Unloved today release remixes of new single ‘Turn of the screw’, by Juan Ramos, Erol Alkan and Darren Price.
Imagine a Georgio Moroder production broadcast live from inside a submarine, all of its relentless synthetic sounds bouncing around off metallic walls. Berlin-based Puerto Rican-American DJ/producer Juan Ramos’ take on “Turn of the screw” is just that – a brilliantly claustrophobic underwater disco trip.
Erol Alkan’s version mixes eight and a half minutes of precision electro rhythms and a hypnotic ping ponging riff with a simple, emphatic message for all discerning dance floors: “Screw you.”
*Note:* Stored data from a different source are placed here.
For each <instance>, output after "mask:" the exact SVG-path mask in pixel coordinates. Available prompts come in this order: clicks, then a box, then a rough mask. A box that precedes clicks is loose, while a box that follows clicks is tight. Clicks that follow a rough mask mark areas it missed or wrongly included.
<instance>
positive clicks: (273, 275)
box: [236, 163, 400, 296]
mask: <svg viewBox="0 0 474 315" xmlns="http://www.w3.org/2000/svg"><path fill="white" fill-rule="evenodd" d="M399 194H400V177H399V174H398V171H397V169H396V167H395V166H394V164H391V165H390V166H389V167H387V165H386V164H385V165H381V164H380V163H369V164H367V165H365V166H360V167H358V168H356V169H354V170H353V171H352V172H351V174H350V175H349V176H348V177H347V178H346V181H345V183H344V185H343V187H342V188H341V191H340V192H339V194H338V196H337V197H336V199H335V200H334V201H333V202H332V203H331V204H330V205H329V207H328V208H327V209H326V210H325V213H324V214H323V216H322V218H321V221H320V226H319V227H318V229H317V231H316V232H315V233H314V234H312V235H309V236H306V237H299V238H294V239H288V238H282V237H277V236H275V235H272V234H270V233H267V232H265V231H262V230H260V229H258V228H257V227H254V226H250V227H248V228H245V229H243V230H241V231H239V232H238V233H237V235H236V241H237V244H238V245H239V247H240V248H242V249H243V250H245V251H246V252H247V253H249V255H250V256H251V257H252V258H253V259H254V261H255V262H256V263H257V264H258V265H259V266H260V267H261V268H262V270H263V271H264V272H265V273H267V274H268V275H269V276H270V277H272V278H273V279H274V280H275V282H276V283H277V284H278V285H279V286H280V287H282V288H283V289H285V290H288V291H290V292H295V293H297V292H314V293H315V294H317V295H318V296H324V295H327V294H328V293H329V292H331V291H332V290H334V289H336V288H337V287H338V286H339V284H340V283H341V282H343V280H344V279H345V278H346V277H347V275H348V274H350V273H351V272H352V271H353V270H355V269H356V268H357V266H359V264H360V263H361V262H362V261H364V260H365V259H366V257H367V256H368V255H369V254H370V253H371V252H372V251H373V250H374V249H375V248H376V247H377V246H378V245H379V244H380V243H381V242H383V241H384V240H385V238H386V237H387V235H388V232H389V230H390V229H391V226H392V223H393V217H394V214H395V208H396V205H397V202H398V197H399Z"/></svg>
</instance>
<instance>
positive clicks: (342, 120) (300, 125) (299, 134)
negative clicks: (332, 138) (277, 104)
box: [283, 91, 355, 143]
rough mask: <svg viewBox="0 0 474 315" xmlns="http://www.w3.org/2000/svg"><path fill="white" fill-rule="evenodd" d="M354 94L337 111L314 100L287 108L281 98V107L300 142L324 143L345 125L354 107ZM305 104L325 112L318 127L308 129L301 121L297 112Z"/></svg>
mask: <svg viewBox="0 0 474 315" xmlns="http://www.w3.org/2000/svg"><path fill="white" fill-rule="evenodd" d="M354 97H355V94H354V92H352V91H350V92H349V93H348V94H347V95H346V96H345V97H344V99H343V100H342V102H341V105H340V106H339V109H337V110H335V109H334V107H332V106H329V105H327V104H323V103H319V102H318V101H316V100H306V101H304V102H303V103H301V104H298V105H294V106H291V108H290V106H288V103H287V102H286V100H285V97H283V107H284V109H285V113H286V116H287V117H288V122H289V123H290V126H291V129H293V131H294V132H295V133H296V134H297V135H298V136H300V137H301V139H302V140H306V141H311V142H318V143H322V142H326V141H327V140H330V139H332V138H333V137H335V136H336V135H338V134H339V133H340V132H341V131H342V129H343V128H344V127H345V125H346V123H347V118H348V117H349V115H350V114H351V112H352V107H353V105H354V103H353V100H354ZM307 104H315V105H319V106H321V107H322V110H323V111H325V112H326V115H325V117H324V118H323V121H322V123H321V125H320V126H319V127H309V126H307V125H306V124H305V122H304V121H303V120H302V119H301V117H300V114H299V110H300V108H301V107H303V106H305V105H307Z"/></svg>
Darren Price’s pulsating techno dub mix rides in on an ominous bassline that sounds like storm clouds approaching before opening out into a proggy John Carpenter-esque synth throb.
‘THE PINK ALBUM’ now available to pre-order on double vinyl and CD. Released on September 2nd digitally. With physical double vinyl and CD to follow on September 30th.
Unloved’s latest release, THE PINK ALBUM, is dawn and dusk, the epic and the intimate. This 22-track double album, its title inspired by the artwork of Julian House, features collaborations with Jarvis Cocker, Étienne Daho, Raven Violet and Jon Spencer. Pink has it modulations: shocking at times but signifying also tenderness, intimacy, the carnal. THE PINK ALBUM knows the shades of love, its nuances, and how it can be delicious – and frightening. Marvellous – and aching. Rather than be the silver lining to the cloud, THE PINK ALBUM mines deeper, to a precious ore, dark and glittering…
…Be seduced by the whispered, languorous, bluesy, not so sweet nothings of Love Experiment and the lippy insouciance of Turn of the screw. Thrill to the infinite variety: Mother’s been a bad girl is brazen, and I don’t like you anymore gloriously sultry. Here is Foolin’, where languid, world-weary jazz sounds are skewed by a phantasmagoric organ from a funfair hallucinated, and there’s the sparkling fury and celestial chorus of Rainbrose, as though some flower-festooned goddess is emerging. Go from the jaunty keyboards and hey! hey! hey! of WTC to the melancholic poise of Ever, the jittery electropop of Girl can’t help it, to the spacious Morricone-tinged Lucky. Be reminded that the past is a snare, the future doesn’t care. All we have is Now. There is psychedelic world-warping sound, but also times when reality is acutely, achingly, present. Number in my phone is a beautiful, wistful paean to those no longer here. Jade’s remarkable voice – whispering, icy, lush, wounded, smoky – unifies the album with its striking diversity.